Since 2016, they say, the glaciers have lost an additional 12% volume.

The researchers were able to analyse thousands of images gathered from 1916 to 1947.

As the images of different glaciers were from different periods of time, the researchers chose 1931 and calculated the average for that year.

By studying these images gathered by the Swiss National Survey, today called Swisstopo, the team could analyse and compare the topography, the shape and features of the glaciers.

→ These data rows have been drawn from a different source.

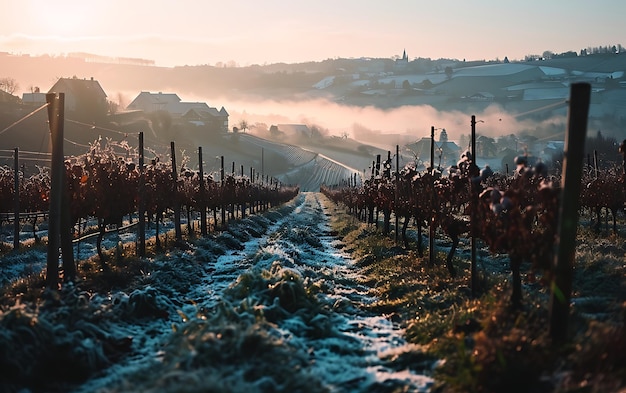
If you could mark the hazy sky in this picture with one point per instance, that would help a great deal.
(192, 32)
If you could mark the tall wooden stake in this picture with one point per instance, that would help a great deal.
(473, 205)
(561, 286)
(56, 104)
(396, 188)
(177, 230)
(431, 233)
(141, 202)
(16, 200)
(203, 226)
(223, 207)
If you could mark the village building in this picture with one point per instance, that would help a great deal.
(84, 98)
(197, 113)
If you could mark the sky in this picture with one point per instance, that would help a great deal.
(247, 32)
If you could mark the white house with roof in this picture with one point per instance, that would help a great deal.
(197, 113)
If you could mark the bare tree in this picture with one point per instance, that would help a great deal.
(8, 85)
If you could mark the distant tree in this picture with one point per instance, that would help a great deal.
(443, 136)
(426, 84)
(463, 141)
(8, 85)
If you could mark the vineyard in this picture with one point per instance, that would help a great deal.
(445, 279)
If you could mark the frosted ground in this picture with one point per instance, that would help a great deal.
(271, 305)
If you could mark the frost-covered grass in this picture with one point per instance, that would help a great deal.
(272, 304)
(483, 344)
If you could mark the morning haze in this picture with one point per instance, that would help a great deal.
(351, 109)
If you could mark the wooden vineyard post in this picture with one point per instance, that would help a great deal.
(223, 208)
(561, 285)
(243, 203)
(67, 249)
(177, 230)
(473, 205)
(16, 200)
(431, 233)
(203, 226)
(396, 190)
(56, 102)
(141, 202)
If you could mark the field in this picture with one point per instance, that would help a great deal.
(306, 297)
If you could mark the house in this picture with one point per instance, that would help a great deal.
(402, 63)
(84, 97)
(208, 117)
(8, 98)
(294, 130)
(197, 113)
(36, 98)
(153, 102)
(446, 152)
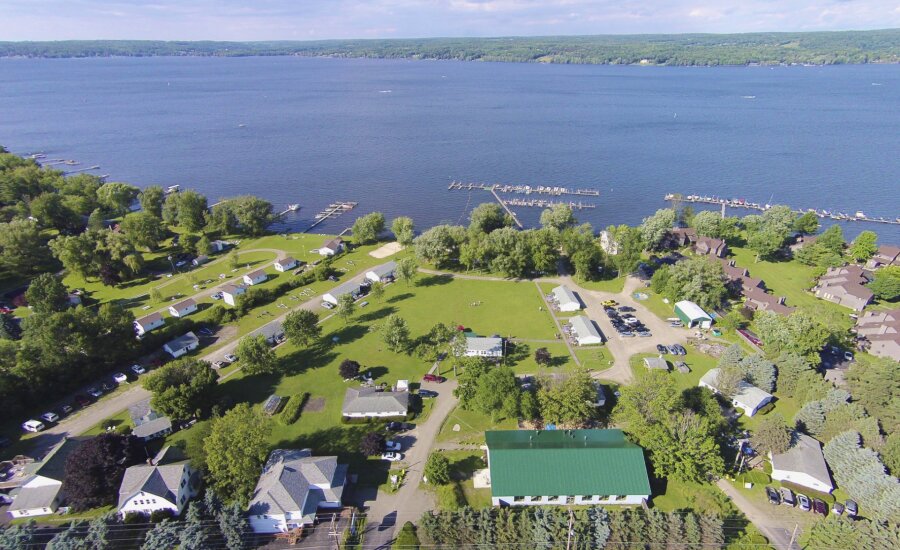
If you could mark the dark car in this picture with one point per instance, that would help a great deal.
(820, 507)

"If we know the surface topography of a glacier at two different points in time, we can calculate the difference in ice volume," explains lead author Erik Schytt Mannerfelt of ETH Zurich and WSL.

'Not equally affected'

Image source, Menno Boermans / Aurora Photos
Image caption,

The Alps mountain range form part of France, Switzerland, Italy, Liechtenstein, Austria, Germany, and Slovenia

The study, which was published in a science journal called the Cryosphere, discovered not all glaciers were equally affected.

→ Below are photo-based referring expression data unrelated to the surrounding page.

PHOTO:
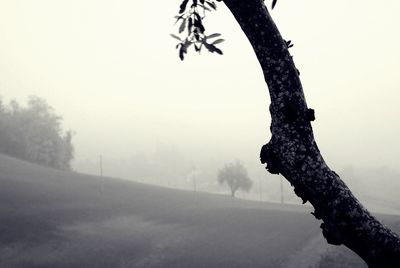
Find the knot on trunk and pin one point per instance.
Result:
(270, 157)
(332, 235)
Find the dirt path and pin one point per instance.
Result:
(310, 255)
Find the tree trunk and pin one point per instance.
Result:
(292, 150)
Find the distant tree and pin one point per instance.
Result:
(235, 176)
(34, 133)
(292, 150)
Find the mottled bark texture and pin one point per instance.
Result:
(292, 150)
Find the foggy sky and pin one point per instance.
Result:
(111, 70)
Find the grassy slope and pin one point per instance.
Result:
(50, 218)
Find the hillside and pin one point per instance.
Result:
(51, 218)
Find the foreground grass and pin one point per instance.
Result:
(50, 218)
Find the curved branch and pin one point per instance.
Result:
(292, 150)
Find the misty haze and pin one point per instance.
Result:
(127, 140)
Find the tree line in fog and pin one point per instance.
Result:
(34, 133)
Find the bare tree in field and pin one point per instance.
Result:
(235, 176)
(292, 150)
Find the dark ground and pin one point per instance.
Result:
(50, 218)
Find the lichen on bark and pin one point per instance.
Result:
(293, 152)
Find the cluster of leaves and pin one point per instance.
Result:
(191, 25)
(34, 133)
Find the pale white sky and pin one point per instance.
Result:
(111, 69)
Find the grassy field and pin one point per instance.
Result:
(50, 218)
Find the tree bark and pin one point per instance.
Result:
(292, 150)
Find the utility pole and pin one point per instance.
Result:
(101, 165)
(282, 200)
(194, 181)
(101, 174)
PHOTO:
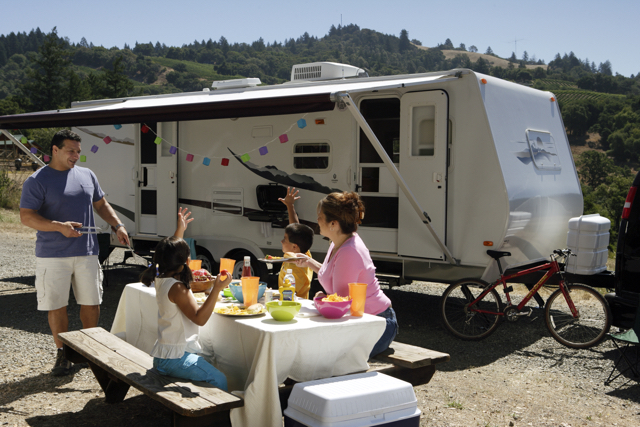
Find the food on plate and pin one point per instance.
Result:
(237, 311)
(202, 275)
(336, 298)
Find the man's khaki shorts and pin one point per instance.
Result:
(55, 275)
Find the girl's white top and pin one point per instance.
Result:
(176, 333)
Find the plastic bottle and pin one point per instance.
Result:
(246, 269)
(288, 288)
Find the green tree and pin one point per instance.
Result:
(405, 44)
(51, 67)
(116, 83)
(594, 168)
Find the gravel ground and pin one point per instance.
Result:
(519, 376)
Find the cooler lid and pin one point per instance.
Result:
(349, 397)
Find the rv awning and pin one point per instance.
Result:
(218, 104)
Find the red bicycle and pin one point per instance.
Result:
(576, 315)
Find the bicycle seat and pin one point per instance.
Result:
(497, 254)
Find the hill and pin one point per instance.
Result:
(493, 60)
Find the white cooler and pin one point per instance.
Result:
(588, 238)
(368, 399)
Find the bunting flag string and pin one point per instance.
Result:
(224, 161)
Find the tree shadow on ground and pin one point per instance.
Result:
(421, 325)
(20, 309)
(140, 411)
(44, 382)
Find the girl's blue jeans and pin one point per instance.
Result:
(191, 367)
(389, 333)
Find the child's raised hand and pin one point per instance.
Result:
(291, 197)
(183, 219)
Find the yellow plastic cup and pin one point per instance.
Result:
(250, 286)
(358, 294)
(227, 264)
(195, 264)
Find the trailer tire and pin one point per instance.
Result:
(207, 260)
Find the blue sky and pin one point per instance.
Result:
(593, 29)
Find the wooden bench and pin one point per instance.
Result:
(118, 365)
(415, 365)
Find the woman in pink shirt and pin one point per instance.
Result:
(348, 259)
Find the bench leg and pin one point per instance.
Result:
(114, 390)
(221, 419)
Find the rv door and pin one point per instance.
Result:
(423, 165)
(157, 189)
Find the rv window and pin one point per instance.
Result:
(380, 212)
(542, 148)
(148, 148)
(311, 155)
(383, 116)
(423, 130)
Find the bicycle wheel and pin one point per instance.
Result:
(584, 331)
(465, 323)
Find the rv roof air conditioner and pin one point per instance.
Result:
(325, 71)
(236, 83)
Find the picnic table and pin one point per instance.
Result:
(257, 354)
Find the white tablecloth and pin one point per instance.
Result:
(256, 354)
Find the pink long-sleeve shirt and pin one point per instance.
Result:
(352, 263)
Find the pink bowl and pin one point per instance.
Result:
(332, 310)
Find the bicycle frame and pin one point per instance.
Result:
(553, 268)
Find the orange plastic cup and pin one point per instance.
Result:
(250, 286)
(358, 294)
(227, 264)
(195, 264)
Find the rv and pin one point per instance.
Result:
(449, 164)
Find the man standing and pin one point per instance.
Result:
(58, 200)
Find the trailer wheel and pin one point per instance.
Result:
(258, 268)
(207, 260)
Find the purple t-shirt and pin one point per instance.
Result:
(63, 196)
(352, 264)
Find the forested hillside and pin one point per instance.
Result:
(601, 111)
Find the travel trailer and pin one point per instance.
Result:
(449, 164)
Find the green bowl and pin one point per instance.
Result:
(284, 312)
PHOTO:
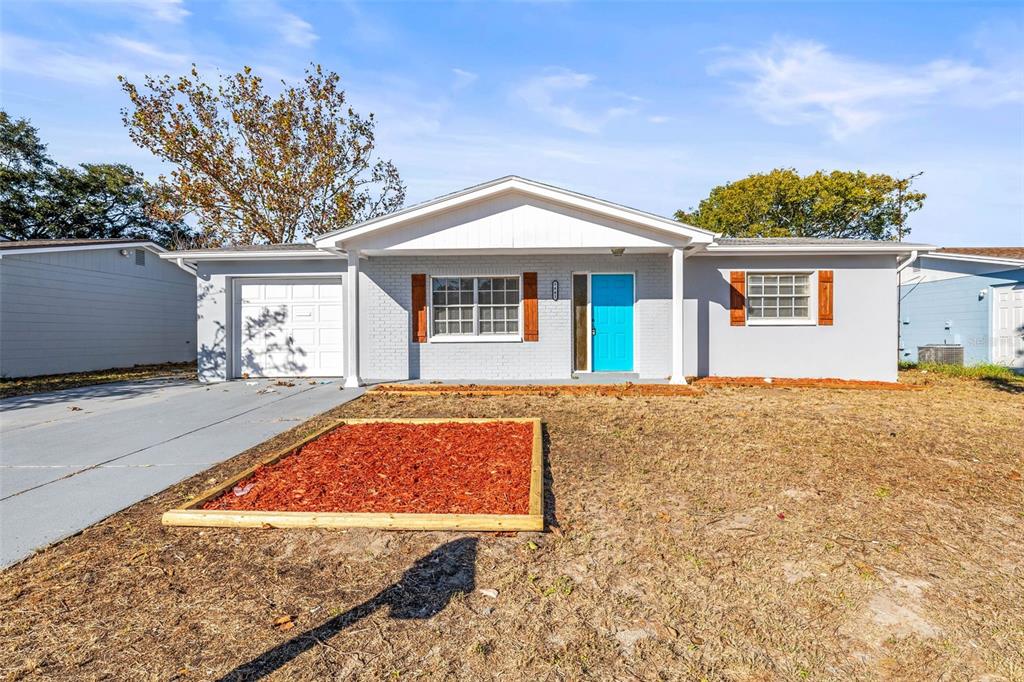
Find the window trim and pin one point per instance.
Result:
(475, 337)
(810, 321)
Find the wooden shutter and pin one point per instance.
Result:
(530, 330)
(737, 298)
(825, 290)
(419, 308)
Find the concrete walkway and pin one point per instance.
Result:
(71, 458)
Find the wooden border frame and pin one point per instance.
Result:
(190, 513)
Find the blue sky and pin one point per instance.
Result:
(647, 104)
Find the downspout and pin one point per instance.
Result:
(899, 301)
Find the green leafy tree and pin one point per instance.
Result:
(840, 204)
(255, 168)
(40, 199)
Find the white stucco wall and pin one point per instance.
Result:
(861, 343)
(78, 310)
(387, 350)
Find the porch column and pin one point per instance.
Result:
(677, 317)
(352, 379)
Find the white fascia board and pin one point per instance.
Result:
(810, 250)
(555, 195)
(148, 246)
(251, 255)
(1011, 262)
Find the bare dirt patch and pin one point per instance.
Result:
(745, 535)
(53, 382)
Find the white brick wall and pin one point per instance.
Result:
(387, 350)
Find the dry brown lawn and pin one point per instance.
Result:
(55, 382)
(747, 534)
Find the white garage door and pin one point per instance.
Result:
(1009, 334)
(289, 328)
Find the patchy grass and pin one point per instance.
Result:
(744, 535)
(54, 382)
(982, 371)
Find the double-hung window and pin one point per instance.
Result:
(778, 296)
(475, 306)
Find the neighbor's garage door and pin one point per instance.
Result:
(289, 328)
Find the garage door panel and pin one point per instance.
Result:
(329, 292)
(287, 331)
(330, 337)
(330, 313)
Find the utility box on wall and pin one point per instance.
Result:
(941, 353)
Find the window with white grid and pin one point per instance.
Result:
(778, 295)
(475, 306)
(453, 305)
(498, 301)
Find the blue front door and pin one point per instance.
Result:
(611, 317)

The amount of ice lost depends on how high a glacier is, how flat its lowest part, the 'snout' is and the amount of debris on the glacier.

Researchers also found that in the 1920s and 1980s there were periods when the glaciers actually grew.

Despite this, the overall picture is significant ice loss: While glaciers lost half their volume between 1931 and 2016, they lost a further 12 percent between 2016 and 2021 - i.e. in just six years.

Image source, Getty Images
Image caption,

Water on a melting glacier next to Gorner ridge on the Swiss alps

Glaciers are melting because of rising global temperatures.

Scientists say measuring glacier loss helps monitor the impact of climate change.

"Closely observing this phenomenon and quantifying its historical dimensions is important because it allows us to infer the glaciers' responses to a changing climate," says Daniel Farinotti, Professor of Glaciology at ETH Zurich and WSL, and co-​author of the study.